The work that all of us as humans have to do in order to evolve and heal throughout our lifetimes. The spiritual and emotional work that we have to choose to pursue if we are going to expand and live a conscious, whole life. I cried, because in that moment I felt myself awaken and I silently whispered to myself, “I steal people’s work.”

I am guilty of doing this with both lovers and friends. Through much heartbreak, I have painfully learned that we cannot do the work for anyone other than ourselves. We can love and support people immensely, yet we cannot do their work for them. When I think of how much effort it takes for me to expand and work on myself, this becomes even more apparent.
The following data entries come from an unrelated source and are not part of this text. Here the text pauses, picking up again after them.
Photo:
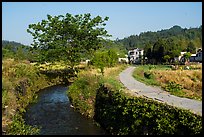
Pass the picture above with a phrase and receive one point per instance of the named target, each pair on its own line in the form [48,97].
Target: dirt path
[138,88]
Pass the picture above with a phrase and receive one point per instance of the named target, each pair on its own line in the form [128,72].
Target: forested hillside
[181,36]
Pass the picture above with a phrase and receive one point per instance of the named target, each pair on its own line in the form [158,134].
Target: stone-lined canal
[53,114]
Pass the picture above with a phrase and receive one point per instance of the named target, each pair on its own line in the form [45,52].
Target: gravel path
[140,89]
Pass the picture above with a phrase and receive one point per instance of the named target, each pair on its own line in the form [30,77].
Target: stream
[53,114]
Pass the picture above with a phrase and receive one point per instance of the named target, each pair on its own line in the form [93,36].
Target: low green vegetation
[121,114]
[105,99]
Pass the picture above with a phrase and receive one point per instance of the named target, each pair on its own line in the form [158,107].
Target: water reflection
[54,114]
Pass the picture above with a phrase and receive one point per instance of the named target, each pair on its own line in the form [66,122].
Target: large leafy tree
[67,37]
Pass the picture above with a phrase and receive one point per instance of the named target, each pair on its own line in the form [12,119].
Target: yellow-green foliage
[190,81]
[20,82]
[121,114]
[105,100]
[83,91]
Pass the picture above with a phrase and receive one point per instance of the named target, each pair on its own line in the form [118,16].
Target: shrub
[148,75]
[124,115]
[173,87]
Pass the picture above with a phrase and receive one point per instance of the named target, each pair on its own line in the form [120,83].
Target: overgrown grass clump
[183,83]
[122,114]
[82,92]
[105,99]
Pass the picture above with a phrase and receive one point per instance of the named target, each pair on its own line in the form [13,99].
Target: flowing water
[54,115]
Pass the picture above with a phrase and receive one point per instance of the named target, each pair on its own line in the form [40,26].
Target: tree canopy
[67,37]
Whenever I’ve chosen to take on this endeavor in myself, it is my commitment to my healing and the desperate need to be liberated—from the contraction, the pain—that motivates me. I dive into God, therapy, books, retreats, support groups, astrology, yoga, chanting, energy healing, and a million other modalities. I become determined to find my dharma in the pain and to grow from it.
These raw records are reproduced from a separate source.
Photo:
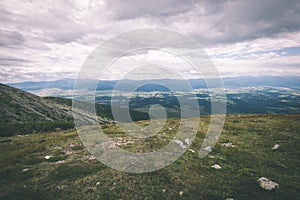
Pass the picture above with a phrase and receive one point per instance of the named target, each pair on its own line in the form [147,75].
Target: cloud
[38,38]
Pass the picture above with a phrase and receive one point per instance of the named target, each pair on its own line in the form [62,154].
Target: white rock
[25,170]
[47,157]
[216,166]
[191,150]
[263,179]
[69,152]
[188,141]
[208,148]
[180,143]
[267,184]
[228,144]
[59,162]
[276,146]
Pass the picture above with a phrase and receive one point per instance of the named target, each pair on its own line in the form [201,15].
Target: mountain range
[229,82]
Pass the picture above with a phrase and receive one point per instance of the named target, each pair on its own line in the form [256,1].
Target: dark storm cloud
[10,38]
[11,61]
[212,21]
[135,8]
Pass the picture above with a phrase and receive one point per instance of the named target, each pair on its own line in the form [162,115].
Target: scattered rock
[267,184]
[276,146]
[47,157]
[228,144]
[89,190]
[25,170]
[59,162]
[69,152]
[208,148]
[180,143]
[216,166]
[191,150]
[89,157]
[188,141]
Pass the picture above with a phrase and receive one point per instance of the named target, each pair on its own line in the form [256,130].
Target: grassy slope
[76,177]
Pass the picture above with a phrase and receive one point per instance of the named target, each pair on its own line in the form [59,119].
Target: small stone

We simply cannot incite this kind of passion in others to do the same. It must come from within.

Sometimes our advice and support is welcomed by others. Sometimes, we are asked to step in and take over. There will always be a time and a place for this type of support. It is both loving and honorable to hold space for someone who is relentlessly pursuing the path of their healing.
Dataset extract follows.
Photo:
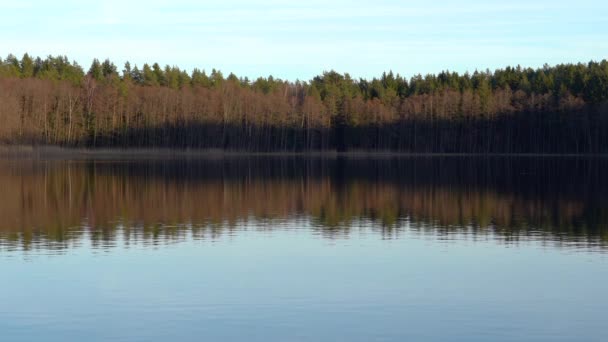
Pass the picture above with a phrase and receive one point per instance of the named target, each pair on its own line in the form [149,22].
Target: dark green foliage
[549,109]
But we have to be very careful that, in doing so, we are not stealing their work. Likely, none of us think of this as stealing. We justify it with quotes from thousands of teachers, books on love and the principles of humanitarianism, or several key pieces from the world’s sacred scriptures. You may justify as you will, but it is stealing.

This work belongs to them and them alone. It is their property. When we try to do this work for them, we are stealing their power from them. We are stealing their opportunities to find their truths and expand on their own, in their own way.

It’s similar to when you tell your children not to do something because you know from experience how painful it is. But the reality is, if they are to develop in the most complete way, they will ultimately have to learn their own lessons regardless.

We all have to stumble, fall, and get bloody sometimes. Growing hurts. Watching the people we love suffer is not a pleasant experience. However, it is here that we witness their contraction before their expansion.

Everything in the universe contracts before it expands. This includes our human existence. We are no different. We cannot be the one to recognize the contraction, or even to stop the contraction from happening for another person. To do so would be a huge disservice toward our loved ones. It is through their journey of doing the work that they will expand.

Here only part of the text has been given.